Understanding Government
Better Government through Better Reporting
By Marci Greenstein | 14. December 2010
Emily Tarsell thought she had enough information about Gardasil — a new vaccine marketed to young women to prevent certain types of cervical cancer — when she agreed to have her daughter receive the vaccine. But after her third and last injection of Gardasil, in 2008, Christina Tarsell, a previously healthy 21-year old, was dead.
The depth of this family’s anguish at the death of their daughter can’t be conveyed. But after some time, and after realizing the possible link between Gardasil and her daughter’s death, Emily Tarsell decided she must try to find out if the vaccine was responsible. Thus began a real-life, real-time case study of how the Food and Drug Administration responds to citizens’ inquiries about possibly dangerous vaccines. Unfortunately, Tarsell would discover that the Food and Drug Administration’s system for monitoring adverse reactions to vaccines and informing the public about them was woefully inadequate.
The Tarsells are not the only family that has tried to navigate the FDA’s reporting system for vaccines, known as the Vaccine Adverse Event Reporting System or VAERS. The FDA has called VAERS the “front line of defense” in vaccine safety, while admitting that the system has serious limitations.
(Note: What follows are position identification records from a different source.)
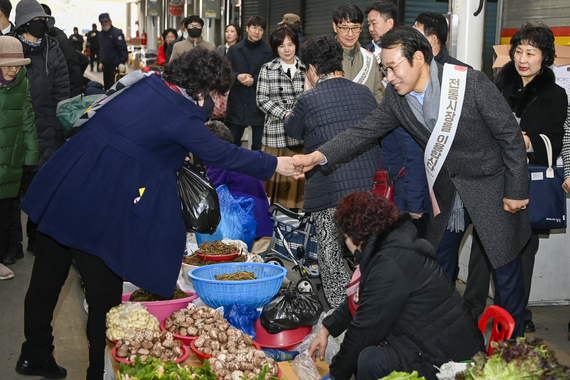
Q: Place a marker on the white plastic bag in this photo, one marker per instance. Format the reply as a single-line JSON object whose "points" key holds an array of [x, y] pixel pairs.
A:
{"points": [[333, 344], [305, 368]]}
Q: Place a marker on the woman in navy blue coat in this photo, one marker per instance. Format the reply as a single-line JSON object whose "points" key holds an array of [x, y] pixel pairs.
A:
{"points": [[108, 200]]}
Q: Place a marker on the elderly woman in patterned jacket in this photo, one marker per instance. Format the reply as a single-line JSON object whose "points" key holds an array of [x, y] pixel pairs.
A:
{"points": [[280, 83], [322, 112]]}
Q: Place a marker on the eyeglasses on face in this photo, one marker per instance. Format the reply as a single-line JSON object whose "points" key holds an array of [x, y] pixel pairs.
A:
{"points": [[390, 70], [346, 29]]}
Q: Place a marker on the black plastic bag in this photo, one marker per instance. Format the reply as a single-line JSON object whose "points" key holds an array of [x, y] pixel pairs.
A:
{"points": [[290, 309], [199, 200]]}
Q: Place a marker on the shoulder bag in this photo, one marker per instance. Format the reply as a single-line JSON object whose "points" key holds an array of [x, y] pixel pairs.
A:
{"points": [[547, 199]]}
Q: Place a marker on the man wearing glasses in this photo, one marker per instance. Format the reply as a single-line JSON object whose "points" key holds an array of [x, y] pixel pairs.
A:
{"points": [[194, 25], [358, 64], [483, 174]]}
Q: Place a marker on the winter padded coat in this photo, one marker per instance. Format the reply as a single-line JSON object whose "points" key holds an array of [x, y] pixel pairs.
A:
{"points": [[408, 305], [49, 84], [18, 141]]}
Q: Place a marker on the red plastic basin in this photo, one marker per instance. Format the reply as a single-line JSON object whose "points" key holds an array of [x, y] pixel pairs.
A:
{"points": [[285, 340], [163, 309]]}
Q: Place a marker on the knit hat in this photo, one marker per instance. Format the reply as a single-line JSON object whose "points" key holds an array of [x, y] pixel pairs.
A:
{"points": [[27, 10], [11, 53]]}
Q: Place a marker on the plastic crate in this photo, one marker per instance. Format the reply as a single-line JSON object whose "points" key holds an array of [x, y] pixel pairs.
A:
{"points": [[254, 293]]}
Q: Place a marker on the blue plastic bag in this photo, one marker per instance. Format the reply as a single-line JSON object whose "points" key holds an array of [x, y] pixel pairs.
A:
{"points": [[238, 221], [242, 317]]}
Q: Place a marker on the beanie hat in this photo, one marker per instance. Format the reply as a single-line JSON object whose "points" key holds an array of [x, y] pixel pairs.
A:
{"points": [[27, 10], [11, 53]]}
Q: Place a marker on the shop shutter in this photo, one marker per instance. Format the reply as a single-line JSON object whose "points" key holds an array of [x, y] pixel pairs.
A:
{"points": [[277, 8]]}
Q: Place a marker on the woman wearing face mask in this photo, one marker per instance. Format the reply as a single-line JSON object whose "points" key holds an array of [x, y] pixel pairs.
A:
{"points": [[168, 36], [280, 83], [49, 84], [232, 35], [108, 200], [528, 84], [18, 137]]}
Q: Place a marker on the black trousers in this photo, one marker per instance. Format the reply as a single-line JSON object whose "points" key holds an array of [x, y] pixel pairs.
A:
{"points": [[5, 223], [94, 58], [374, 363], [256, 131], [109, 73], [479, 274], [103, 290], [508, 279]]}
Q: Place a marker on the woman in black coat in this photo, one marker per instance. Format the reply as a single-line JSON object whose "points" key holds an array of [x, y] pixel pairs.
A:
{"points": [[539, 104], [49, 84], [402, 312]]}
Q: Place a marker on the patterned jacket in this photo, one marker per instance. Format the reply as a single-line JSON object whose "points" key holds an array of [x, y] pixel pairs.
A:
{"points": [[276, 95]]}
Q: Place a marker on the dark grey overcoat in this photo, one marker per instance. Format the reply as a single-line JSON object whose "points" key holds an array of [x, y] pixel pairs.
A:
{"points": [[486, 163]]}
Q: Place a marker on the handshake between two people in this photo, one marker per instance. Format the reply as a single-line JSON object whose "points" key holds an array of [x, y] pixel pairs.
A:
{"points": [[297, 165]]}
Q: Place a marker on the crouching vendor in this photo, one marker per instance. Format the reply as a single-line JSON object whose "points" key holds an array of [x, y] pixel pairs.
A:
{"points": [[402, 312]]}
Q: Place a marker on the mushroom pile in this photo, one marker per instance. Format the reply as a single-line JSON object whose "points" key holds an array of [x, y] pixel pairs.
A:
{"points": [[234, 354], [150, 344], [194, 321]]}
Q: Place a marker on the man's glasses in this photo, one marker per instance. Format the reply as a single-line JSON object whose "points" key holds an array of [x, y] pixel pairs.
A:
{"points": [[346, 29], [390, 70]]}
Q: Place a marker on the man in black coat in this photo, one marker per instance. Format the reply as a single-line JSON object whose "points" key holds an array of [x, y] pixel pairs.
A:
{"points": [[93, 43], [112, 49], [246, 58], [72, 57], [77, 40]]}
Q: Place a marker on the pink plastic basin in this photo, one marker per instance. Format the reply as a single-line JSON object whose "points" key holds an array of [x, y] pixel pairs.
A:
{"points": [[163, 309], [185, 354], [285, 340]]}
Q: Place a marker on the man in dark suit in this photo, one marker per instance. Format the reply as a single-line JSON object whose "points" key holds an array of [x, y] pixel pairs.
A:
{"points": [[247, 57], [484, 178]]}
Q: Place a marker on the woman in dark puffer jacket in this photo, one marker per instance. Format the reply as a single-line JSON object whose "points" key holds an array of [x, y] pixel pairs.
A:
{"points": [[403, 313], [49, 84]]}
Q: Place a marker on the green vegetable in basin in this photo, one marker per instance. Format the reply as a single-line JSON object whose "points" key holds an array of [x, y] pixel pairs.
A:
{"points": [[515, 360], [403, 376]]}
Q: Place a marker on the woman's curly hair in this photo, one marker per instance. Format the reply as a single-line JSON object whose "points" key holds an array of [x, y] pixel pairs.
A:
{"points": [[200, 71], [538, 35], [362, 214]]}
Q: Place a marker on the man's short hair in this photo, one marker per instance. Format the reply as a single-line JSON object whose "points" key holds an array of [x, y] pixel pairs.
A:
{"points": [[434, 23], [387, 9], [410, 41], [190, 19], [349, 13], [6, 7], [323, 52], [257, 21]]}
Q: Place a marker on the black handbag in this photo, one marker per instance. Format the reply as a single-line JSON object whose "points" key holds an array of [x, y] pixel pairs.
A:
{"points": [[198, 200], [547, 199]]}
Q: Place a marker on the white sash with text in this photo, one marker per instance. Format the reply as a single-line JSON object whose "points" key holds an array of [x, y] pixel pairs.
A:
{"points": [[441, 139]]}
First and foremost among these limitations is that VAERS is a “passive,” or voluntary, reporting system – which may explain why, according to FDA estimates, only 10% of adverse reactions to vaccines are reported. In addition, anyone can file a report with VAERS, from patients to pharmacists to physicians to vaccine manufacturers.
Manufacturers can filter vaccine concerns
But perhaps the biggest problem with VAERS is that citizens who are concerned about vaccines are encouraged to interact not with the FDA or other government agencies, but instead with vaccine manufacturers. According to at least one critic, that makes VAERS reports unreliable from the start. Barbara Loe Fisher, co-founder and president of the National Vaccine Information Center (NVIC), a vaccine watchdog group, says “there are no incentives for manufacturers to report [adverse events].” A drug manufacturer that has spent years and vast sums of money to get a drug to market has little incentive to report information that could affect the vaccine’s reputation. At the same time, once a vaccine has been approved for use, it can be “tested” on a larger and more diverse population than in pre-licensing clinical trials, which is why monitoring the safety of newly-approved vaccines is so important.